Cytogenetic PGD Department, Arnaud De Villeneuve Hospital, Montpellier, France.
Cytogenetic PGD Department, Arnaud De Villeneuve Hospital, Montpellier, France.
Reprod Biomed Online. 2019 Jul;39(1):40-48. doi: 10.1016/j.rbmo.2019.02.010. Epub 2019 Mar 12.
To analyse why unbalanced viable offspring are derived mainly from the 3:1 segregation mode in t(11;22)(q23;q11.2) reciprocal translocation.
Retrospective analysis of 24 pre-implantation genetic testing for chromosomal structural re-arrangements (PGT-SR) cycles was performed on seven male and five female carriers of t(11;22) translocation. Sperm analysis was performed on each male carrier. These patients were directed to the study centre after several years of miscarriages and/or abortions, primary infertility for male carriers or birth of an affected child.
Twenty-four PGT-SR cycles were performed to exclude imbalances in both male and female carriers. The unbalanced embryos derived from the adjacent-1 segregation mode were the most represented in both male and female carriers (68.4% and 50%, respectively). These results were positively related with meiotic segregation analysis of reciprocal translocation in spermatozoa. A thorough analysis of the unbalanced embryo karyotypes determined that the expected viable +der22 karyotype resulting from 3:1 malsegregation was less represented at 5.3%.

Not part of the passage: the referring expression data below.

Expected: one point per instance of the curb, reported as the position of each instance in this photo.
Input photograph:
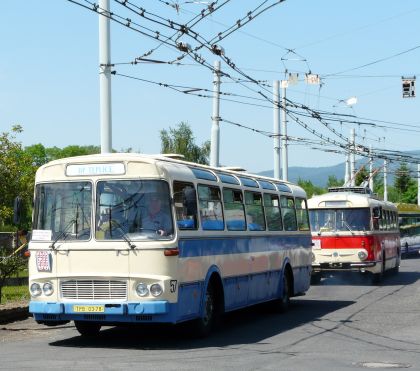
(14, 314)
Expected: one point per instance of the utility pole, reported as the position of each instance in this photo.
(215, 129)
(352, 157)
(284, 134)
(370, 169)
(418, 184)
(385, 181)
(276, 125)
(105, 76)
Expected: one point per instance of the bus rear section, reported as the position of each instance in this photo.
(353, 232)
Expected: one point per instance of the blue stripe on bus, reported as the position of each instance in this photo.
(208, 246)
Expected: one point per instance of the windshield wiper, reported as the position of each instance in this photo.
(64, 233)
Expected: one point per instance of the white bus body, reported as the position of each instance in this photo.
(229, 245)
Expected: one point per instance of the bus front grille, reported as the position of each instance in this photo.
(94, 289)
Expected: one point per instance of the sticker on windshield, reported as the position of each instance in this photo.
(316, 244)
(43, 261)
(41, 235)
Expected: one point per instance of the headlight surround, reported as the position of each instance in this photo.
(48, 288)
(362, 255)
(35, 289)
(156, 289)
(142, 290)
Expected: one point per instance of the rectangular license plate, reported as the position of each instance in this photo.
(88, 308)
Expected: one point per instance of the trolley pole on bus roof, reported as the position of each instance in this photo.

These findings highlight the divergence that may exist between meiotic segregation and post-zygotic selection. Post-zygotic selection would be responsible for the elimination of unbalanced embryos derived from the adjacent-1 segregation mode. The combined action of several factors occurs at the beginning of post-zygotic selection. Genetic counselling must consider the risk of a birth related to the adjacent-1 segregation mode, irrespective of the sex of the translocation carrier. These results will allow deeper understanding of the PGT results of t(11;22) carriers, which often include a high number of aneuploid embryos.

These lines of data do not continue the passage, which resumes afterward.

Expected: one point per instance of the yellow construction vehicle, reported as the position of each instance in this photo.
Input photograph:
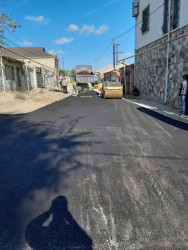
(112, 88)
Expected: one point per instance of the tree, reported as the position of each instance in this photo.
(5, 23)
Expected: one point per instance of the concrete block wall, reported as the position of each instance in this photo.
(150, 68)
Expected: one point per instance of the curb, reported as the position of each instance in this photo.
(165, 113)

分析为什么不平衡的可育胚胎主要来自 t(11;22)(q23;q11.2)相互易位的 3:1 分离模式。
对 7 名男性和 5 名女性 t(11;22)易位携带者的 24 个胚胎植入前染色体结构重排(PGT-SR)周期进行回顾性分析。对每位男性携带者进行精子分析。这些患者在多次流产和/或流产、男性携带者原发性不育或生育受影响的孩子后多年来被引导到研究中心。

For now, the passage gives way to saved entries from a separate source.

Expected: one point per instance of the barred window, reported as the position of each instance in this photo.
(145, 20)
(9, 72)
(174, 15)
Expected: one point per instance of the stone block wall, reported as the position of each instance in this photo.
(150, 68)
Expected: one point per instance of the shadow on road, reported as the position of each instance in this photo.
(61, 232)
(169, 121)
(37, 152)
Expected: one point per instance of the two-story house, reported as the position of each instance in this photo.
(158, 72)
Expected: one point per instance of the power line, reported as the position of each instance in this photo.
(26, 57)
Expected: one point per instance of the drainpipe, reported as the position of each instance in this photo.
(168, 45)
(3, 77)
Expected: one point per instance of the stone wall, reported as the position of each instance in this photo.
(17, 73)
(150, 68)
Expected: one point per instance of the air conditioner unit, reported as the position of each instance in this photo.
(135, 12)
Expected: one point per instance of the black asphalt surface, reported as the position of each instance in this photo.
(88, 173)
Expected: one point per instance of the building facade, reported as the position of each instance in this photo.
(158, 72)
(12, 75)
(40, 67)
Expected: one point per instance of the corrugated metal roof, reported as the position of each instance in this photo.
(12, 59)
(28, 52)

进行了 24 次 PGT-SR 周期以排除男性和女性携带者的不平衡。来自相邻-1 分离模式的不平衡胚胎在男性和女性携带者中最为常见(分别为 68.4%和 50%)。这些结果与精子减数分裂相互易位的分离分析呈正相关。对不平衡胚胎核型的深入分析表明,预期的来自 3:1 错误分离的可育+der22 核型的代表率较低,为 5.3%。
这些发现强调了减数分裂分离和合子后选择之间可能存在的差异。合子后选择负责消除来自相邻-1 分离模式的不平衡胚胎。合子后选择的开始涉及几个因素的共同作用。遗传咨询必须考虑到与相邻-1 分离模式相关的出生风险,而不论易位携带者的性别如何。这些结果将有助于更深入地了解 t(11;22)携带者的 PGT 结果,其中经常包括大量非整倍体胚胎。